Cypress is a modern testing framework built for automated UI and unit testing. In this Tech in 2, Principal Consultant Josh Schanke shares why utilizing Cypress can mean higher quality code and faster development.
Cypress is a modern testing framework built for automated UI testing and unit testing. It works equally well for both, but it’s mostly used for automated UI testing and supports both javascript and typescript. If you start using Cypress, you probably see more tests written, which means higher quality code and that your team will be able to move faster due to having less bugs.
Easy To Learn
Cypress is definitely the easiest testing framework I’ve ever had to learn.
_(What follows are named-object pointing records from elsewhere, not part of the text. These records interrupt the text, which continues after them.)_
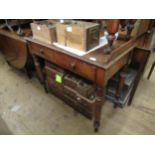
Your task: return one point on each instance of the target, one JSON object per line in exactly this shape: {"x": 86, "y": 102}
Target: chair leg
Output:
{"x": 151, "y": 70}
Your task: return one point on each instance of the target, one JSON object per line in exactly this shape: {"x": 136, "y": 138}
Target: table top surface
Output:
{"x": 102, "y": 60}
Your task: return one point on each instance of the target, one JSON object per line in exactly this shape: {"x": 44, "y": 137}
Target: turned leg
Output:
{"x": 112, "y": 28}
{"x": 98, "y": 107}
{"x": 28, "y": 72}
{"x": 151, "y": 70}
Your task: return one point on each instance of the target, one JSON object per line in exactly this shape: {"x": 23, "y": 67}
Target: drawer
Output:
{"x": 42, "y": 51}
{"x": 75, "y": 65}
{"x": 84, "y": 69}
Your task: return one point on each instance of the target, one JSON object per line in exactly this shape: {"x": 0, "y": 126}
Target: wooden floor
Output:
{"x": 26, "y": 109}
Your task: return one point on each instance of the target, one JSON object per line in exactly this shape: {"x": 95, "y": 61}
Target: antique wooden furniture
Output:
{"x": 15, "y": 51}
{"x": 112, "y": 28}
{"x": 151, "y": 70}
{"x": 78, "y": 34}
{"x": 97, "y": 70}
{"x": 44, "y": 31}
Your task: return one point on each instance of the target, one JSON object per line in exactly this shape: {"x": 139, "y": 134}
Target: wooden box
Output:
{"x": 141, "y": 26}
{"x": 78, "y": 34}
{"x": 82, "y": 87}
{"x": 44, "y": 31}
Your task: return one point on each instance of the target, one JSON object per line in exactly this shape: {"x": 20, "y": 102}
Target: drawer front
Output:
{"x": 76, "y": 66}
{"x": 65, "y": 61}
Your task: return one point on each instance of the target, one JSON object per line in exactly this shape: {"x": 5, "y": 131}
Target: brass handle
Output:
{"x": 73, "y": 65}
{"x": 41, "y": 51}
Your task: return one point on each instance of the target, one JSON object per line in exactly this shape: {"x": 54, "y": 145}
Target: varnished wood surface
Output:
{"x": 102, "y": 59}
{"x": 18, "y": 108}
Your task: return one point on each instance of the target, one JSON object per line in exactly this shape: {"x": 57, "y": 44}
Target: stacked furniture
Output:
{"x": 84, "y": 81}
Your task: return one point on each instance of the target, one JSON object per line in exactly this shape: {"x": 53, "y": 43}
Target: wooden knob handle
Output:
{"x": 73, "y": 65}
{"x": 41, "y": 51}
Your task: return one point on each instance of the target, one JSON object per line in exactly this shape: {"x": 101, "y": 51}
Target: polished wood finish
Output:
{"x": 99, "y": 72}
{"x": 16, "y": 51}
{"x": 151, "y": 70}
And with a lot of other things you’re learning: Protractor, Selenium, Jasmin Mocha, Chai – it’s a lot of stuff at once. With Cypress, you’re learning just Cypress. It’s an all-in-one testing framework. It doesn’t use selenium. If you’ve used those other ones it’s going to be really easy to pick up.
No Wait Testing
There’s no explicit calls out to any kind of waiting function. With all the other ones, you’re trying to specify a five second wait time for something to render. With Cyprus, you’re calling their wait function to handle all that stuff for you.
Efficient Debugging
Cypress has the ability to debug things. Throughout each step in your automated UI testing, your test is taking a snapshot of what’s happening every step of the way, so you can go and see all the things that your test is doing and look at the DOM every step of the way. So you can say “Oh, why didn’t this show up?” or “Oh, this thing happened.”. It’s really easy to figure out what happened in your test.
Cypress Runs In Different Browser Types
One of the big benefits of Cypress is that it runs in the browser. It runs the exact same way your users are viewing. If you use Chrome, you can run chrome for your test. You can have Chrome headless running your CI server. Your tests are looking at your applications the exact same way your users are.
It’s by far my favorite testing framework that I’ve ever had to use. We had an application that we typed over a bunch of tests from protractor and it took us less than a week and our testing velocity increased so much after that. It’s just so much easier to debug, so much easier to write tests in the first place. It’s just been huge for us.